Anders Johansson: At that time, it was already in the pipeline and there was a great consensus among the Swedish politicians. The movement had started with the Liberals. The Social Democrats became active later. It was perhaps a surprise to the Africans that the assistance did not stop or was not reduced under the new government, but there was such a great force behind it in Sweden. I do not think that it was ever in question. In addition, perhaps the non-socialist parties were keen not to be seen as lagging behind the Social Democrats regarding the liberation process in Southern Africa.

Yes, it took a long time to introduce sanctions. At some stage, there were strong forces, like the trade unions against it and there were also the legal arguments about what the United Nations should do and not do. That has always played an important role in Swedish foreign policy.

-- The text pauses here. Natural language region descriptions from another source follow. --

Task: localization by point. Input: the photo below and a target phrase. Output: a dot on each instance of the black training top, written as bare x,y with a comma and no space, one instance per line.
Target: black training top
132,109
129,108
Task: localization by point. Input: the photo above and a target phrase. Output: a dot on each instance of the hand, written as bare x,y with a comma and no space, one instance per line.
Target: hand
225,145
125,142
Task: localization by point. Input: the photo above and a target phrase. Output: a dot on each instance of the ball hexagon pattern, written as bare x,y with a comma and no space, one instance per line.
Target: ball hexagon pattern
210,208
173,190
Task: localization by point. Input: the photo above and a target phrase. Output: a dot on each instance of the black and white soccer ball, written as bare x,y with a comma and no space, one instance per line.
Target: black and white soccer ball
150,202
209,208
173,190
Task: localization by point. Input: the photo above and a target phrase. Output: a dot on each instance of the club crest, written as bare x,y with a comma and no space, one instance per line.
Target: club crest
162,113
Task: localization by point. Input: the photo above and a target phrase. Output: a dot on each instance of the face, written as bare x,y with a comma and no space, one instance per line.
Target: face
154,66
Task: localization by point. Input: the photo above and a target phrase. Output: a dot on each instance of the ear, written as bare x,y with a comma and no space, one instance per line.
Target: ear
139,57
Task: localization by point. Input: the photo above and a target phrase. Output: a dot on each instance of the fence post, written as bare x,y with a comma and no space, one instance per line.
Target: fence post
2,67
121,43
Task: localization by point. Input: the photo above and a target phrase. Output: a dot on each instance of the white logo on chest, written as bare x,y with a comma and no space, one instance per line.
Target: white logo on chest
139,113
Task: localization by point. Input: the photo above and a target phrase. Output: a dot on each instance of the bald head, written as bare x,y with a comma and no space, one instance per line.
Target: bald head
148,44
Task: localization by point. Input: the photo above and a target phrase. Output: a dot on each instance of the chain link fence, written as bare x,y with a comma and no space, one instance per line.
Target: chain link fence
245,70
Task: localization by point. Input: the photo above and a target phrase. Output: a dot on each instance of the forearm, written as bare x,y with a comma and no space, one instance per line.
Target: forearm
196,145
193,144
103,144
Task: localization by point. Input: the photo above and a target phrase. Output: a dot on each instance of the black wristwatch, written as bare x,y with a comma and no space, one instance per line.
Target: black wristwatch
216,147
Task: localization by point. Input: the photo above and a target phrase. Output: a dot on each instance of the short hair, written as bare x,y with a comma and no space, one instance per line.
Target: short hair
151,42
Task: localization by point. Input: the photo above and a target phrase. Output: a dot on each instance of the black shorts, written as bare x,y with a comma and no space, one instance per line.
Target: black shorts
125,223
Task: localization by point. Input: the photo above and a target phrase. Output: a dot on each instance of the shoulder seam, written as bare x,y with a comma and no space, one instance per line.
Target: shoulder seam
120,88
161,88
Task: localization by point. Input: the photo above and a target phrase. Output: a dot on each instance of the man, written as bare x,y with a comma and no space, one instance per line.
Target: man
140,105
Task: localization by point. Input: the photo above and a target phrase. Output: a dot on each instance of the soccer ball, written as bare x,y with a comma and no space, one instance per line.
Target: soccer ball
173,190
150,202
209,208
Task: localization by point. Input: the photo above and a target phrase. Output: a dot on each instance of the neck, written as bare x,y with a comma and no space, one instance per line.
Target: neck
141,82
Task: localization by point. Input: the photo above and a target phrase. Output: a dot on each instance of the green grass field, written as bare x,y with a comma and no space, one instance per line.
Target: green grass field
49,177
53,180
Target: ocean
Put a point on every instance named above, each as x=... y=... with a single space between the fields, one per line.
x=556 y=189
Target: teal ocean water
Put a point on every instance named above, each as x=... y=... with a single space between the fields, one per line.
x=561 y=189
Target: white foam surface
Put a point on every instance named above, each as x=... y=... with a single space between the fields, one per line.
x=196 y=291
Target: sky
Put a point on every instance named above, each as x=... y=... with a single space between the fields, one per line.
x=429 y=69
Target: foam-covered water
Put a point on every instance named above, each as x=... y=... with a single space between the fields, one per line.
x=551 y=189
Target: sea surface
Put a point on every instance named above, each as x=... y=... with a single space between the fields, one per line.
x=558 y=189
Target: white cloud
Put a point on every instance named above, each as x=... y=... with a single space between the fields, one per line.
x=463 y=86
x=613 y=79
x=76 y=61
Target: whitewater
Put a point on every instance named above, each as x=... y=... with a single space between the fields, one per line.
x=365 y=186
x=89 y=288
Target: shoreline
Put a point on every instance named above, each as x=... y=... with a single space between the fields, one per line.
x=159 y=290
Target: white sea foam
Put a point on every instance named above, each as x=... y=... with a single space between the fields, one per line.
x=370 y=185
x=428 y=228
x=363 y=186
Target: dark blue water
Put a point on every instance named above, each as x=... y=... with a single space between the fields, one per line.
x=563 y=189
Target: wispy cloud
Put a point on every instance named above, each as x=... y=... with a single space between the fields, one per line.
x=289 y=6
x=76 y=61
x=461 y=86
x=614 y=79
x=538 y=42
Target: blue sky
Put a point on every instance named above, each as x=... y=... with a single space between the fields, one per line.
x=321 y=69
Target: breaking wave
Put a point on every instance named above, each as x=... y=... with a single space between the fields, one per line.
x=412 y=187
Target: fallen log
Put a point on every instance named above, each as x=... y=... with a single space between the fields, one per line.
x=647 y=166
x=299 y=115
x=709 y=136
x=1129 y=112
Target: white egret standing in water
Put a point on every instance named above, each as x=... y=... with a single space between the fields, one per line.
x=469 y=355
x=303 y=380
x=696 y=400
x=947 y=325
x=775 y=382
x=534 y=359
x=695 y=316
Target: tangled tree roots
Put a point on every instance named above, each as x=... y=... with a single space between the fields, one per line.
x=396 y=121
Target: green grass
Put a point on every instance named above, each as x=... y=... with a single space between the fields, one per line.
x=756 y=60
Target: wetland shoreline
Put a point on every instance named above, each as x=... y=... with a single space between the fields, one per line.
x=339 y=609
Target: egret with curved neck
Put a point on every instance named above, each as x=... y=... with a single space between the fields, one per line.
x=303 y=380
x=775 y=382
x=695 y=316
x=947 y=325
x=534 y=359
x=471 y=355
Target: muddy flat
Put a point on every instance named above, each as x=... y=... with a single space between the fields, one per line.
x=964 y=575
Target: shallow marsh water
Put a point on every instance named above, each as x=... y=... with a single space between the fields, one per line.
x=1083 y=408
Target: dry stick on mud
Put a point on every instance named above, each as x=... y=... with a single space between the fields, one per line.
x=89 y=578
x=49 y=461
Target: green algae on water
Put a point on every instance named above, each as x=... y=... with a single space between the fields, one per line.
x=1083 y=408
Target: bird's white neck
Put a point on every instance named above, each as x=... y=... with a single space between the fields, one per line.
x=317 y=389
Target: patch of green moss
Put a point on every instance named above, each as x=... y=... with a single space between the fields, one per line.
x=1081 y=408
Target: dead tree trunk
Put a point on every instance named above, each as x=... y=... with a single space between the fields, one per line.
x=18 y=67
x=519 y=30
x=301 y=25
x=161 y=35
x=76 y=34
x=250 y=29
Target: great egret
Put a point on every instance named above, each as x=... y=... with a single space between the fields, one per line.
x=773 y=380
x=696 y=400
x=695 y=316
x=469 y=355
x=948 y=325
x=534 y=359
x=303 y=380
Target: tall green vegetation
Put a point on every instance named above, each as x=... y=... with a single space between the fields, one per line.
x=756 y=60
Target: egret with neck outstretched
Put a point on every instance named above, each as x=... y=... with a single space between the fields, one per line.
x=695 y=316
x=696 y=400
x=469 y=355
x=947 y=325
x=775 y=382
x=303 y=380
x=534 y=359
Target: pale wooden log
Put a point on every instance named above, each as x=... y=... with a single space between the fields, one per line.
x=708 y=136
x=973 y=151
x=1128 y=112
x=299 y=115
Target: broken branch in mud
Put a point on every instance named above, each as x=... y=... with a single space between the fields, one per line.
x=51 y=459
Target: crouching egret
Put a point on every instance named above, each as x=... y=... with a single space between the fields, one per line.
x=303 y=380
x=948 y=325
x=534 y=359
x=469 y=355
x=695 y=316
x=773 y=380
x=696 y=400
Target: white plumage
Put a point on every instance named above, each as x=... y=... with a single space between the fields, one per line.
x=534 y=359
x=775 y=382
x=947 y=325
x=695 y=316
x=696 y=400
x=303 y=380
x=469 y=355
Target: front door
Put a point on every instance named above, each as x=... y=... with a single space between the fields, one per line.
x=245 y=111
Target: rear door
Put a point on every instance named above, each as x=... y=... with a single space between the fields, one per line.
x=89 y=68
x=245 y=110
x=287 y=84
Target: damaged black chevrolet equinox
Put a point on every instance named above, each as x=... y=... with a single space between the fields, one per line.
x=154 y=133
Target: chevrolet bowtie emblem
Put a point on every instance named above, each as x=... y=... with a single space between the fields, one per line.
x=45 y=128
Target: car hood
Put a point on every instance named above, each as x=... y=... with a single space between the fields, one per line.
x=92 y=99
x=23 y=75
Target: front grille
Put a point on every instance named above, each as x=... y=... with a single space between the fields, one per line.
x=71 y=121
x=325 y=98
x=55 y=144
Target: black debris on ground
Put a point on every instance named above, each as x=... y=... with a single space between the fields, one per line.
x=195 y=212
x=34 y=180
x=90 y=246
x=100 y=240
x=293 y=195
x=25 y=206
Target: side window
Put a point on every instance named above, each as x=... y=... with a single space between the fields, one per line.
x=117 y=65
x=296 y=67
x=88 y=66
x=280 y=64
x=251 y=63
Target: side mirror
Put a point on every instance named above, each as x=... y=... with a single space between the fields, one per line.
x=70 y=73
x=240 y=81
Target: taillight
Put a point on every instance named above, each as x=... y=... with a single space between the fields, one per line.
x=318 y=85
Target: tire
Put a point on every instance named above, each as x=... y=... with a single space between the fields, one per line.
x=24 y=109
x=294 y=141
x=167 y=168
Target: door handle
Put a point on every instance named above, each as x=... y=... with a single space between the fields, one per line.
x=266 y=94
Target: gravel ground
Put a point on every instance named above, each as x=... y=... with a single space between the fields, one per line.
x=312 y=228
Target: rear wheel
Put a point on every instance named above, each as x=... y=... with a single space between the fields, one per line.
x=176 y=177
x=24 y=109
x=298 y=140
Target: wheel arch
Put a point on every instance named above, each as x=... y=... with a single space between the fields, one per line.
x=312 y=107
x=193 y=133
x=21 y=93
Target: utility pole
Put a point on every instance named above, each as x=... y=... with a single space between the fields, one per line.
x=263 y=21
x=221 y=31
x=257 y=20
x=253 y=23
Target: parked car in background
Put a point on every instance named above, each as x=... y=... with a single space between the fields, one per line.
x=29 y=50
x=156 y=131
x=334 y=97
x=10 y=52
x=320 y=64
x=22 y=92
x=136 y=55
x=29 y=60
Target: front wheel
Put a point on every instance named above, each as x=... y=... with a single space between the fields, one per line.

Tor Sellström: How would you describe the relationship between the NGO solidarity movement and the Swedish government?

Anders Johansson: I think that the early network was important. You had individual members of the South Africa Committees who later rose within the political establishment. It was mainly the case on the Social Democratic side, with people such as Birgitta Dahl and others. Quite early, they were active in these circles and later got important positions and responsibilities, and influenced the position taken by the Swedish government.

Tor Sellström: The only country where there was a debate regarding the Swedish support to the liberation movements was Angola. The Liberal party advocated support to both FNLA and MPLA. How would you explain that Sweden only supported MPLA, which was considered to be close to the Soviet Union?

Anders Johansson: I was never really involved in Angola and I do not think that I have a good answer. However, the picture was not black or white. Expressen—a liberal paper—collected at a very early stage medicines for MPLA and later Liberals like Olle Wästberg tried to get the same paper to support FNLA. I also think that the old network played a role here. For example, if our ANC friends told us that MPLA was an important force, we trusted that.

Tor Sellström: Finally, in the case of Zimbabwe you get the impression that ZAPU never really had a strong base in Sweden. It was less prominent than ZANU. Do you think that that is correct?

Anders Johansson: I think that it to a very great extent is correct and that it had to do with what they did on the ground. ZAPU had quite a strong leadership, but ZANU proved inside Zimbabwe that they were doing most of the fighting. Nobody could take that away from them. In exile, they also had strong representatives, while perhaps ZAPU’s spokesmen were not always that good.